La prima de riesgo cayó hasta los 341 puntos, tras abrir sobre los 354; de acuerdo con los operadores el relajamiento se debió a la intervención del Banco Central Europeo que no dudo en salir a comprar deuda de España e Italia.

Otro factor que jugó en favor fue la subasta que llevó acabo el Tesoro francés, misma que fue bien recibida al lograr colocar 8,590 millones de euros a una tasa de interés más baja, en la que se volvió la primera de la subasta después de que S&P le quitara la AAA al país galo.

En este contexto, el rendimiento del bono español cayó hasta 5.18%, mientras que su homólogo alemán se situó en 1.77 por ciento.

Por su parte, la prima de riesgo italiana -que inició operaciones sobre los 501 puntos, tras cerrar en los 489 el viernes- finalizó la sesión en 487. Portugal cerró con un riesgo-país de 1,264 desde los 1,012 de la sesión previa; la de Grecia terminó en 3,225 puntos.

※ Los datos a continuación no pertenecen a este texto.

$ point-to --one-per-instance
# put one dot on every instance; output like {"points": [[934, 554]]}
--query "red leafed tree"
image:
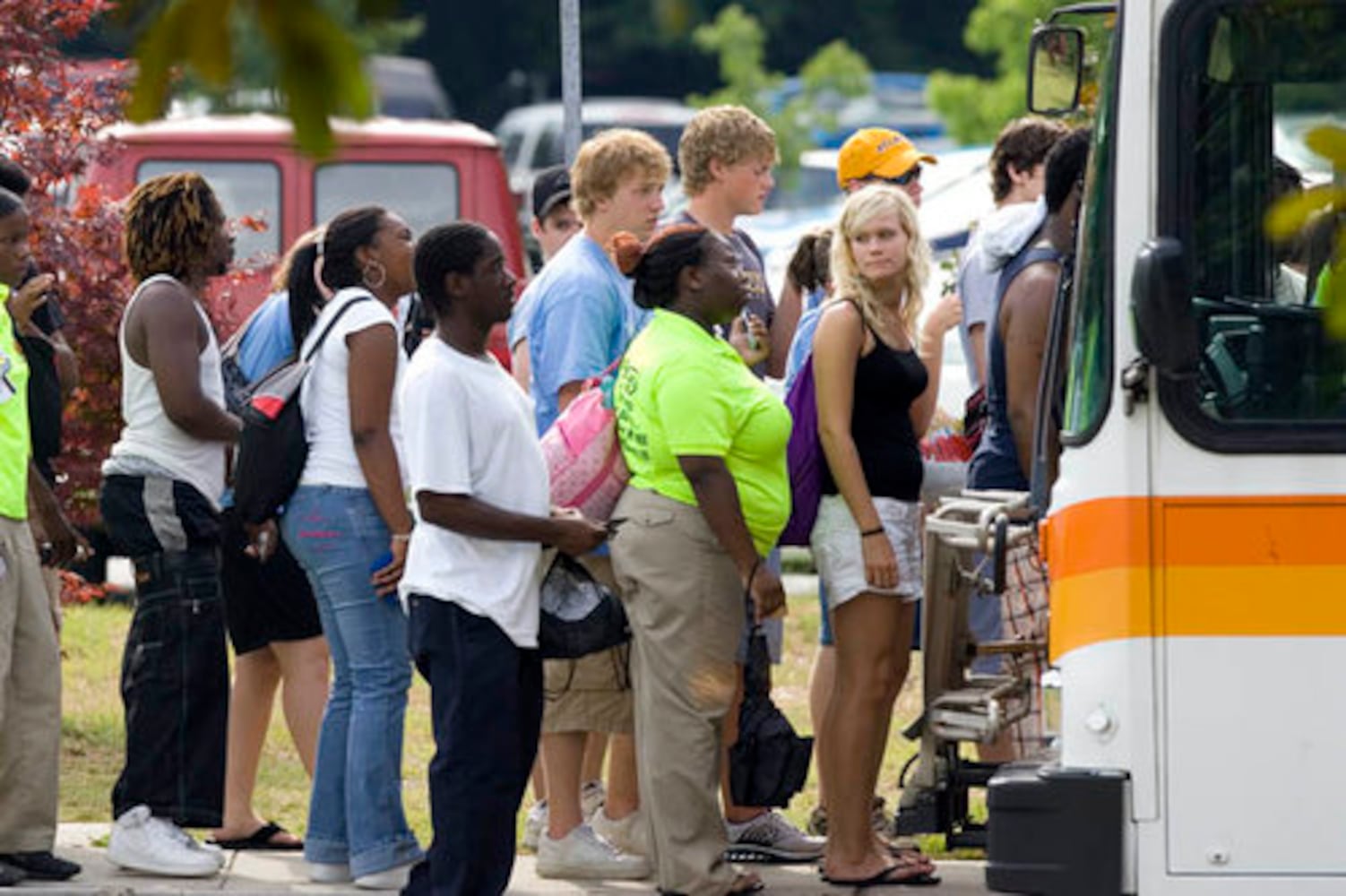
{"points": [[51, 109]]}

El caso de Portugal es destacar, toda vez que aumentó la cantidad a colocar en las próximas subastas en busca de aprovechar el buen ambiente que se vivía en el mercado y que con la decisión de las agencias calificadoras pudo haber cambiado.

Como era de esperarse, tras la subasta de Francia, logró relajarse al pasar de los 129 del viernes a 126.

Sin lugar a dudas, la intervención a primera hora del BCE contuvo lo que pintaba para ser desastroso en una sesión en la que el volumen de operación fue bajo ante el cierre de Wall Street.

Hoy España acudirá al mercado, se espera que la subasta tenga la misma recepción que la española, pero hoy Wall Street regresará y estará reaccionando a la rebaja en la calificación al fondo europeo.